Auto elettriche: l'Italia frena le politiche integraliste dell'Ue

- di: Redazione
 
Il rinvio del voto sul ''no'' dell'Europa comunitaria alla produzione delle auto spinte da motori termici a partire dal 2035 è stato un momento politico importante e non solo per il settore. Perché ha mostrato che sulle decisioni importanti ci possono essere fronti diversi, senza che questo comporti automaticamente una ''vittoria'' di una parte sull'altra, ma che, soprattutto, non si dia la stura ad una ideologica guerra di religione.
Il rinvio del voto è una decisione di ragionevolezza, perché ha fatto capire che, su un tema molto delicato come il futuro dell'automotive europeo, tutte le posizioni preconcette possono essere frenate e che quindi l'Ue, pur di evitare una spaccatura politicamente dolorosa e foriera di un futuro clima di guerriglia parlamentare, accetta di ridiscutere e, di conseguenza, di non accettare acriticamente qualsiasi proposta.

Auto elettriche: l'Italia frena le politiche integraliste dell'Ue

Il ''non voto'' , poi, pur essendosi concretizzato in un rinvio, ha dato l'immagine di una Italia che, parallelamente al cambiamento politico, ha la forza di proporsi come Stato trainante e, comunque, protagonista del dibattito politico. Tanto che, dopo che Roma ha ''stappato'' la contrarietà a fermare le auto a motori termici nel 2035, altri Paesi hanno fatto scricchiolare l'impiantito del provvedimento, mostrandone la debolezza.
Forse ora, dopo che Italia e Germania in prima battuta (seguite da Bulgaria e Polonia) si sono opposte, potrebbe cominciare un ripensamento della scelta che, chiaramente adottata per finalità apprezzabili, come quella della salvaguardia di ambiente e clima, non sembra tenere in alcun conto la realtà. Perché, dando via libera dal 2035 alla sola vendita di auto elettriche, si penalizza fortemente un segmento che necessita, per ogni sua scelta tecnica, di lunghe e costose sperimentazioni, e che quindi potrebbe trovarsi impreparato alla sfida.

Ma il punto su cui l'Italia insiste è quello che il divieto dei motori termici di fatto porrebbe una sorta di monopolio per l'elettrico, escludendo - senza una ragione valida - alternative ''vere'', quali i carburanti biologici e l'idrogeno. Una possibilità che, almeno per il nostro Paese, sarebbe molto più che un'opzione dal momento che l'Italia è all'avanguardia nelle relative ricerche e sperimentazioni.
Una alternativa quindi c'è ed è anche a portata di mano, come ha avuto modo di dire Adolfo Urso, nella qualità di ministro delle Imprese e del Made in Italy, i due settori dell'economia nazionale che sarebbero pesantemente penalizzati se alla fine il fronte del ''no'' alla produzione di auto inquinanti dovesse prevalere.
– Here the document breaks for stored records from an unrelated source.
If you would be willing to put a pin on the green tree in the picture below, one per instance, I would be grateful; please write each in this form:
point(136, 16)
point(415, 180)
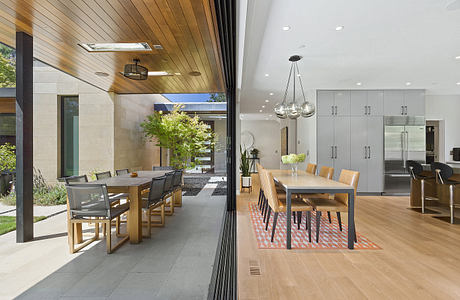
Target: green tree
point(217, 97)
point(7, 67)
point(185, 136)
point(7, 157)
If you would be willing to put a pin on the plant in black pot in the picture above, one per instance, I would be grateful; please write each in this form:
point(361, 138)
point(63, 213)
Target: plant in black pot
point(7, 166)
point(244, 167)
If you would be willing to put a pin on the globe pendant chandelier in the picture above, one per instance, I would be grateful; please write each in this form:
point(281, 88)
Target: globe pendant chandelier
point(292, 109)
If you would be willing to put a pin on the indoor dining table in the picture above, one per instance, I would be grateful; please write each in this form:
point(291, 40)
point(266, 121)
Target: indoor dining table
point(134, 186)
point(304, 182)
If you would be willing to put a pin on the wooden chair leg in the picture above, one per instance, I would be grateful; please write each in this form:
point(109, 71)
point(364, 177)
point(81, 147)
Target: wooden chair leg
point(108, 236)
point(299, 219)
point(339, 220)
point(275, 218)
point(268, 218)
point(318, 224)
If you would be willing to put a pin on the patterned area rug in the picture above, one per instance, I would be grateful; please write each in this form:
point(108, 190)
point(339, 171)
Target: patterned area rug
point(330, 235)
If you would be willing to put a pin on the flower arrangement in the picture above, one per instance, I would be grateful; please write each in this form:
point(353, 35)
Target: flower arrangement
point(293, 160)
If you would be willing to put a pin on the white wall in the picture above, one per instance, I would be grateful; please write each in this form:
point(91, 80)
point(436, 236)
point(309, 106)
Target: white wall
point(267, 138)
point(447, 108)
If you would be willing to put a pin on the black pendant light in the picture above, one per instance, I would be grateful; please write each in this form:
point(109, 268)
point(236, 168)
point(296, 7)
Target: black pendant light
point(293, 110)
point(135, 71)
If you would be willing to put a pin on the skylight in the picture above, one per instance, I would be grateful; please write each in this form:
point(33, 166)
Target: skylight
point(109, 47)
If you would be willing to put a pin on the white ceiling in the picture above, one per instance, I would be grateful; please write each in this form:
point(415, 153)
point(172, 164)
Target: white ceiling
point(384, 44)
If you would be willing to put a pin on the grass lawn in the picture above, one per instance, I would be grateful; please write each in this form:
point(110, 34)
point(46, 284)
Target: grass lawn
point(8, 223)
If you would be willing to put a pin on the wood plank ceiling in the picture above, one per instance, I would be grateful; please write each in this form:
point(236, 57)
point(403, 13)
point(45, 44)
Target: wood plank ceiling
point(186, 29)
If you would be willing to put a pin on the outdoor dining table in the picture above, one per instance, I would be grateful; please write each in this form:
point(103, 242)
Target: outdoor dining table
point(304, 182)
point(134, 186)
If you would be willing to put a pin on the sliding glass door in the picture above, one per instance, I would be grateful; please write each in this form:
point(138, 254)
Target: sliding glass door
point(69, 135)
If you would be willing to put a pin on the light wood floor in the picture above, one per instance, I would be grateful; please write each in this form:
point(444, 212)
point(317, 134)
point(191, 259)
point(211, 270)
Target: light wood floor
point(420, 258)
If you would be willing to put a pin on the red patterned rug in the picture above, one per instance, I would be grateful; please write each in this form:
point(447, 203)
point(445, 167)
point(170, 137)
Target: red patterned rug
point(330, 235)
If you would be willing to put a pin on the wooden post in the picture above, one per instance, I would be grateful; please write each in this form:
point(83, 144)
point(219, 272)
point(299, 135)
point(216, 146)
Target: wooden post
point(24, 138)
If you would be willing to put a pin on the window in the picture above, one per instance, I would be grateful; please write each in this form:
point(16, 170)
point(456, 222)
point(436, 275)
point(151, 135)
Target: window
point(69, 135)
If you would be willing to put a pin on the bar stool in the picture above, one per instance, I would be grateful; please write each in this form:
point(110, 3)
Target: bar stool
point(443, 172)
point(415, 170)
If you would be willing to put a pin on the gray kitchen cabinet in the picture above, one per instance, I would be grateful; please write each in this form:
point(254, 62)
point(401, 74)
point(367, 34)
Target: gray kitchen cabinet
point(366, 103)
point(333, 103)
point(404, 102)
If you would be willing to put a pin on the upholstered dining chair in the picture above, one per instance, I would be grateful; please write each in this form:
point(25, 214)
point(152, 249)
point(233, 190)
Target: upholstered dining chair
point(443, 174)
point(311, 168)
point(339, 203)
point(153, 201)
point(277, 205)
point(90, 203)
point(122, 172)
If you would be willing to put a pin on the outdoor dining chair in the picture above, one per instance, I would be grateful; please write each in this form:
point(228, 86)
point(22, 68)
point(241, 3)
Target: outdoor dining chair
point(90, 203)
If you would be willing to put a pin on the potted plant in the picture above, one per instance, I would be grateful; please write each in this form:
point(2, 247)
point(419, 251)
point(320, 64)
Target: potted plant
point(244, 167)
point(7, 166)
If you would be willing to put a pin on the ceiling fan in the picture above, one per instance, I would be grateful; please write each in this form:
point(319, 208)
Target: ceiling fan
point(454, 5)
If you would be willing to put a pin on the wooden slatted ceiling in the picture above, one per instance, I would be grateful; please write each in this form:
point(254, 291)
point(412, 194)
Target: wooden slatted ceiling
point(186, 29)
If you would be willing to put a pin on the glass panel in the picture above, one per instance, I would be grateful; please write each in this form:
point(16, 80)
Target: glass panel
point(69, 138)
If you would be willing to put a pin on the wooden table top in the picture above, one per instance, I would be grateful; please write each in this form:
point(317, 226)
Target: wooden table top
point(306, 180)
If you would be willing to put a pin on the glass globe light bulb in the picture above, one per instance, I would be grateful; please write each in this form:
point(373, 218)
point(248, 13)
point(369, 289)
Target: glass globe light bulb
point(307, 109)
point(293, 110)
point(280, 110)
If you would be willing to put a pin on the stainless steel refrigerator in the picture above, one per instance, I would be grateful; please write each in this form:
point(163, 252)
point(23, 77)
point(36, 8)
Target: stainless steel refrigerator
point(404, 140)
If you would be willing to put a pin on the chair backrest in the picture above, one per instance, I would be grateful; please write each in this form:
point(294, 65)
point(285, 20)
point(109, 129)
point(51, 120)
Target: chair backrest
point(442, 171)
point(414, 168)
point(269, 189)
point(122, 172)
point(311, 168)
point(76, 179)
point(103, 175)
point(88, 200)
point(348, 177)
point(155, 168)
point(259, 173)
point(326, 172)
point(168, 182)
point(177, 178)
point(156, 189)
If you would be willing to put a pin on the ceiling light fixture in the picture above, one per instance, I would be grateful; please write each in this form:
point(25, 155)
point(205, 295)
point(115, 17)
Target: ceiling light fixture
point(115, 47)
point(293, 110)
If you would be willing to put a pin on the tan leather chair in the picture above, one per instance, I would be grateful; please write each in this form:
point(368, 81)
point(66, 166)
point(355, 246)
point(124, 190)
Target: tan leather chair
point(311, 168)
point(279, 205)
point(339, 203)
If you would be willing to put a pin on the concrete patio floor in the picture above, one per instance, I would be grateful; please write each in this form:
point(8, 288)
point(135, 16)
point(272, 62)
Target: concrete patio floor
point(175, 263)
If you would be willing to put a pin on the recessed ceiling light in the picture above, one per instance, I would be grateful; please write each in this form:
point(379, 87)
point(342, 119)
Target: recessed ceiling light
point(115, 47)
point(158, 73)
point(102, 74)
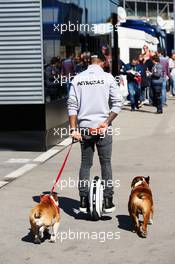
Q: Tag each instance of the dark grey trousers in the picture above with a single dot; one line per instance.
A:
(104, 149)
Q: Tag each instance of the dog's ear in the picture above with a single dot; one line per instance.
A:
(55, 197)
(147, 179)
(41, 197)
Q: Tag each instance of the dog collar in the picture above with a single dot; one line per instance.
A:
(138, 183)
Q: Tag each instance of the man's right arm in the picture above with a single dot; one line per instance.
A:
(72, 104)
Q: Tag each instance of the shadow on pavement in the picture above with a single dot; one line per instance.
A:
(71, 207)
(124, 222)
(29, 237)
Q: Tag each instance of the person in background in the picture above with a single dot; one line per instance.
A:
(146, 53)
(164, 61)
(133, 71)
(172, 74)
(78, 64)
(107, 65)
(156, 83)
(52, 73)
(145, 80)
(68, 70)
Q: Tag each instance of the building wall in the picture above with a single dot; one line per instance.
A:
(148, 8)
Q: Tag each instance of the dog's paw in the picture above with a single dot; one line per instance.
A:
(52, 239)
(37, 241)
(142, 233)
(150, 222)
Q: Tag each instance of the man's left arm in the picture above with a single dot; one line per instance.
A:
(116, 100)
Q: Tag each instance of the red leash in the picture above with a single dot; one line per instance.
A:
(62, 168)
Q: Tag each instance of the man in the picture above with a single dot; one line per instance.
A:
(52, 72)
(134, 73)
(164, 61)
(156, 83)
(89, 112)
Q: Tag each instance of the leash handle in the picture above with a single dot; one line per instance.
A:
(63, 165)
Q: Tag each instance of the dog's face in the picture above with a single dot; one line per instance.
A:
(138, 180)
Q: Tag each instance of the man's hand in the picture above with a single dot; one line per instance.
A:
(76, 135)
(102, 128)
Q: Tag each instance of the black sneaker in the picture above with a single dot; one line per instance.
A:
(109, 207)
(84, 204)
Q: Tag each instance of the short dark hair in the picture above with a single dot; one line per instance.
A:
(99, 55)
(155, 58)
(54, 60)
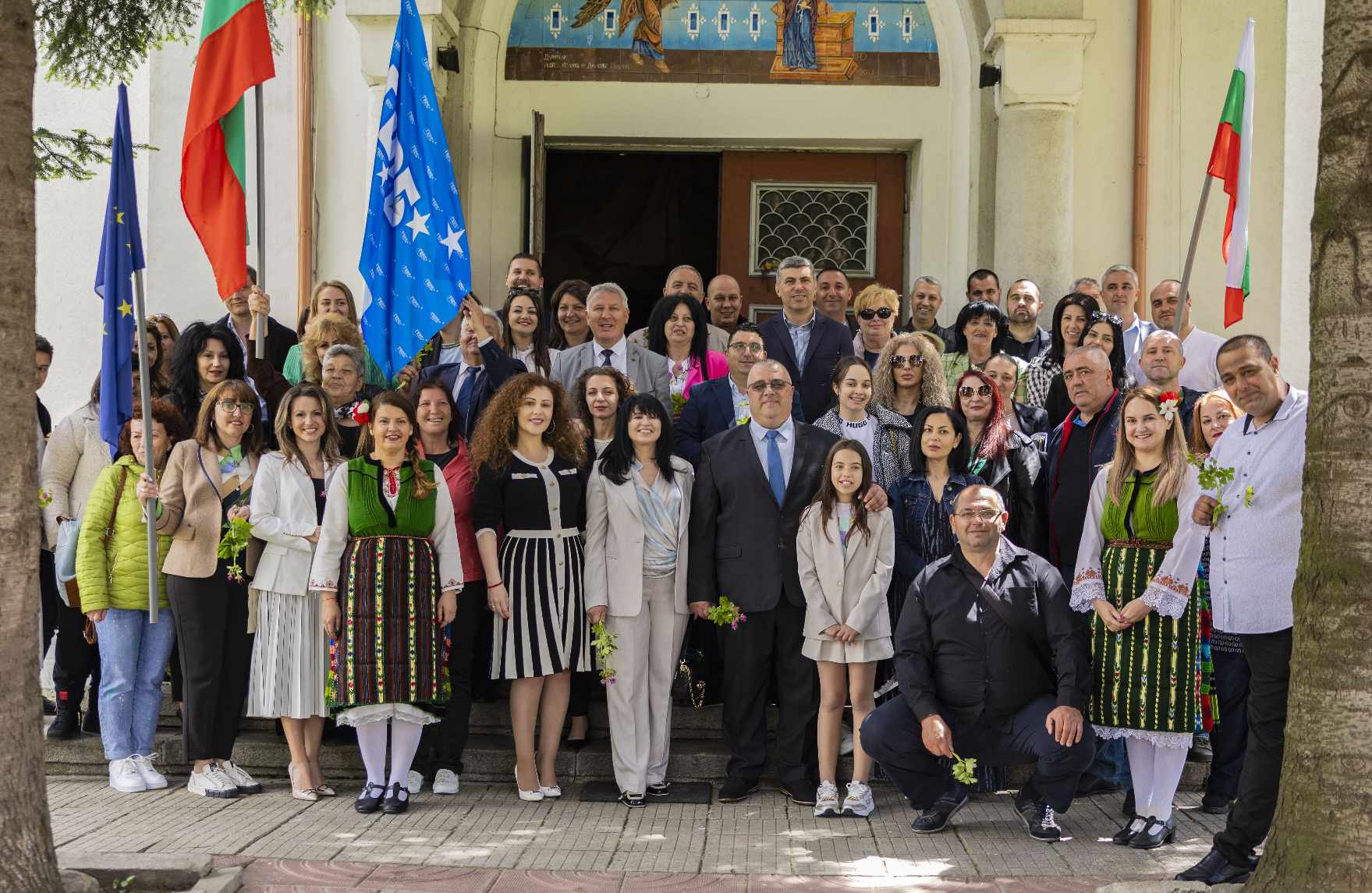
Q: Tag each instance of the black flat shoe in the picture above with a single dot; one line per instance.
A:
(1154, 835)
(367, 802)
(394, 804)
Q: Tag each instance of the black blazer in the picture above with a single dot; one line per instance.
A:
(708, 412)
(828, 343)
(741, 544)
(497, 368)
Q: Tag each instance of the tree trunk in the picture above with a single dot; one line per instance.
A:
(1321, 842)
(29, 862)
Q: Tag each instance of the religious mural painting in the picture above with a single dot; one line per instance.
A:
(723, 41)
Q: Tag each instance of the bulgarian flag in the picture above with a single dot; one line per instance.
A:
(1231, 159)
(235, 55)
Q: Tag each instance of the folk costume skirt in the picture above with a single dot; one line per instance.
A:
(1146, 681)
(546, 633)
(388, 648)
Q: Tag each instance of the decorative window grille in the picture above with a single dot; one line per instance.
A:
(828, 222)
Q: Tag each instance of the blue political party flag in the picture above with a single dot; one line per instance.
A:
(415, 251)
(121, 253)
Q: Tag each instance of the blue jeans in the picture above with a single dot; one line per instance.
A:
(133, 659)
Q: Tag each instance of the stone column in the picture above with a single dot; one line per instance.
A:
(1041, 65)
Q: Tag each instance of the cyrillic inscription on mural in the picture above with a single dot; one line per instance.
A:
(723, 41)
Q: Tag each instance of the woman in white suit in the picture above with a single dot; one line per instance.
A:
(291, 650)
(637, 512)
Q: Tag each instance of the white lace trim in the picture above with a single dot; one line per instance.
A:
(1158, 739)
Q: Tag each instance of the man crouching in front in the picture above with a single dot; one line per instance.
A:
(991, 664)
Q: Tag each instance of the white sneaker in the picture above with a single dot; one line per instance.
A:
(860, 800)
(213, 782)
(446, 782)
(826, 800)
(154, 779)
(244, 782)
(125, 777)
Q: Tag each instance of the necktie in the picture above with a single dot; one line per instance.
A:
(775, 472)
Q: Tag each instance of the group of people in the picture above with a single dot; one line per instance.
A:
(1003, 524)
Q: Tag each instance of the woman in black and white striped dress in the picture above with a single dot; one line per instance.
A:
(291, 650)
(529, 483)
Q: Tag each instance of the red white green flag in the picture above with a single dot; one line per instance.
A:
(1231, 159)
(235, 55)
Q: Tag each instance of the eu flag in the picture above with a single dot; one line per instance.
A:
(121, 253)
(415, 253)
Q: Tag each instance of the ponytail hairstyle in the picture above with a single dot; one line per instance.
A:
(423, 483)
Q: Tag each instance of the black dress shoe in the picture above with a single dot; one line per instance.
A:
(394, 803)
(1214, 869)
(368, 802)
(736, 789)
(1155, 833)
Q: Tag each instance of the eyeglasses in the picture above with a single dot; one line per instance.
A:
(233, 406)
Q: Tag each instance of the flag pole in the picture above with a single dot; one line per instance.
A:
(261, 232)
(1184, 310)
(146, 402)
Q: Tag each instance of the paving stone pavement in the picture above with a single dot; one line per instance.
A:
(487, 842)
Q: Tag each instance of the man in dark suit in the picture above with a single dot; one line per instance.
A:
(751, 487)
(484, 368)
(804, 341)
(718, 405)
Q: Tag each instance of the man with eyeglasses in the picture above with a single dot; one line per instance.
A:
(752, 484)
(718, 405)
(991, 665)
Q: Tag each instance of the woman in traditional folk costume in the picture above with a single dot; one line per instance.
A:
(388, 571)
(1136, 571)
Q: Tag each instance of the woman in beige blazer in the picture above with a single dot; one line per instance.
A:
(846, 556)
(637, 512)
(207, 482)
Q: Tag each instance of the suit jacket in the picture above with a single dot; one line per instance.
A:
(647, 370)
(283, 516)
(615, 542)
(708, 412)
(497, 368)
(828, 343)
(741, 544)
(193, 513)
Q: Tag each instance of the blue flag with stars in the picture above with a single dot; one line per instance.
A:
(121, 253)
(415, 251)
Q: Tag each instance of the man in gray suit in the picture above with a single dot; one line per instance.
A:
(607, 312)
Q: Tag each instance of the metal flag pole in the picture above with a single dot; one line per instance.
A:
(261, 232)
(146, 402)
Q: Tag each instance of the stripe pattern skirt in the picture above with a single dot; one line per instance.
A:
(290, 657)
(546, 631)
(390, 648)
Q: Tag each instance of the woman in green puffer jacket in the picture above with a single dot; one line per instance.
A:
(113, 578)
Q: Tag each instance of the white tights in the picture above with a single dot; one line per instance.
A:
(1155, 773)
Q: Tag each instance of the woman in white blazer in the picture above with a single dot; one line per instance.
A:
(637, 523)
(846, 556)
(291, 650)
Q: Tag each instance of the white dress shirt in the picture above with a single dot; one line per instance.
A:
(1254, 547)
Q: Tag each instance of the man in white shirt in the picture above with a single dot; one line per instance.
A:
(1200, 347)
(1254, 549)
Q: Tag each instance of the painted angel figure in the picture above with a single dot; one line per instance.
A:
(648, 34)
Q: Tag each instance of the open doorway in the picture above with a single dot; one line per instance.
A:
(630, 217)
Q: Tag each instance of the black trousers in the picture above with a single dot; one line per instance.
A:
(1269, 667)
(211, 629)
(764, 648)
(892, 737)
(1229, 739)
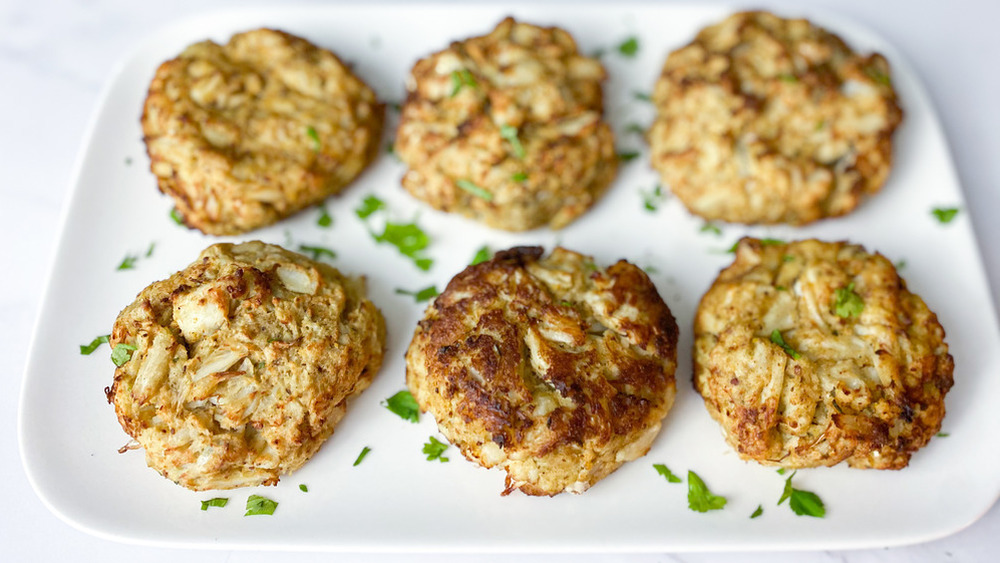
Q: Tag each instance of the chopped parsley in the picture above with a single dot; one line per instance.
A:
(474, 189)
(482, 255)
(88, 349)
(509, 133)
(325, 220)
(663, 470)
(460, 79)
(780, 341)
(312, 134)
(361, 456)
(369, 205)
(945, 214)
(404, 405)
(700, 499)
(434, 448)
(803, 503)
(317, 252)
(122, 353)
(258, 505)
(217, 502)
(847, 303)
(421, 295)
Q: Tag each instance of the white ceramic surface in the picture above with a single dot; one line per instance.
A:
(397, 501)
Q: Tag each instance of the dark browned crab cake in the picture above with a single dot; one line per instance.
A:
(812, 353)
(245, 134)
(554, 369)
(506, 128)
(243, 363)
(769, 120)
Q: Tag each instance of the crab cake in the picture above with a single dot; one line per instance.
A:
(245, 134)
(243, 362)
(812, 353)
(769, 120)
(552, 368)
(506, 129)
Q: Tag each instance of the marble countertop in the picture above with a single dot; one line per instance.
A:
(56, 55)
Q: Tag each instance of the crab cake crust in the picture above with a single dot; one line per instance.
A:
(244, 363)
(870, 376)
(552, 368)
(506, 129)
(769, 120)
(245, 134)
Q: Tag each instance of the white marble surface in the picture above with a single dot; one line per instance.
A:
(55, 56)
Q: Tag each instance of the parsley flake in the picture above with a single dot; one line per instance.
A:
(317, 252)
(663, 470)
(369, 205)
(780, 341)
(434, 448)
(258, 505)
(361, 456)
(803, 503)
(403, 405)
(509, 133)
(217, 502)
(122, 353)
(629, 47)
(474, 189)
(847, 303)
(88, 349)
(700, 499)
(945, 214)
(421, 295)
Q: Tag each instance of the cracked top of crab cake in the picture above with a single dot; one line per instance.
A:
(507, 129)
(762, 119)
(812, 353)
(552, 368)
(242, 363)
(245, 134)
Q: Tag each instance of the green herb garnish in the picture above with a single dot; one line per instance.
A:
(945, 214)
(88, 349)
(317, 252)
(509, 133)
(847, 303)
(122, 353)
(422, 295)
(258, 505)
(780, 341)
(361, 456)
(700, 499)
(474, 189)
(434, 448)
(369, 205)
(217, 502)
(404, 405)
(663, 470)
(803, 503)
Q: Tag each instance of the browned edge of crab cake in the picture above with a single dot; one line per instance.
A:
(554, 369)
(244, 134)
(865, 372)
(762, 119)
(243, 363)
(507, 129)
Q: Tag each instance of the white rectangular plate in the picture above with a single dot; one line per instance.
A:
(396, 500)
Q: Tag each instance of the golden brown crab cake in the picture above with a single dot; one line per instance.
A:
(554, 369)
(812, 353)
(245, 134)
(769, 120)
(243, 362)
(506, 129)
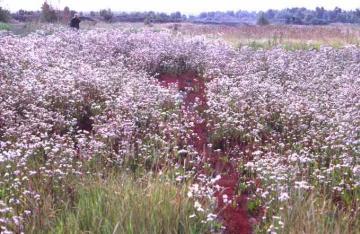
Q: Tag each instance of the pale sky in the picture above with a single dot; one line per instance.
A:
(185, 6)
Il ragionamento di Urso è di semplice ragionevolezza, quando afferma che la scelta proposta (e che si voleva imporre) da Bruxelles non tiene conto di alternative valide, quali alimentare i motori degli automezzi con i carburanti biologici e l'idrogeno, che, a parità di prestazioni, garantiscono lo stesso basso livello di impatto delle emissioni. Un interrogativo - quello sulla mancata considerazione per le alternative che pure ci sono - che, sebbene posto con garbo, è un dito puntato contro un oltranzismo che troppo spesso ha prevalso in scelte dell'Unione europea che hanno fortemente penalizzato le realtà produttive del Continente, sacrificate sull'altare di un ambientalismo di maniera.

Adottare il blocco dal 2035 di fatto consegnerebbe il settore nelle mani di chi ha già la supremazia nel settore elettrico (come la Cina, che, grazie anche al quasi monopolio delle terre rare, è tecnologicamente favorita) o chi vi sta facendo investimenti ingentissimi (come gli Stati Uniti, che sostengono le società con centinaia di miliardi di dollari e incentivano i consumatori).
Il giudizio di Urso, affidato ad una intervista al Corriere della Sera, è lapidario: ''rischiamo di trasformare il vecchio continente in un bel museo anziché in un polo tecnologico globale. Sull'automotive ho aperto una riflessione sugli incentivi, perché finora sono andati all'80% a vetture fatte all'estero, sia pure spesso con componentistica italiana. Bisogna riorientare gli incentivi in chiave nazionale''.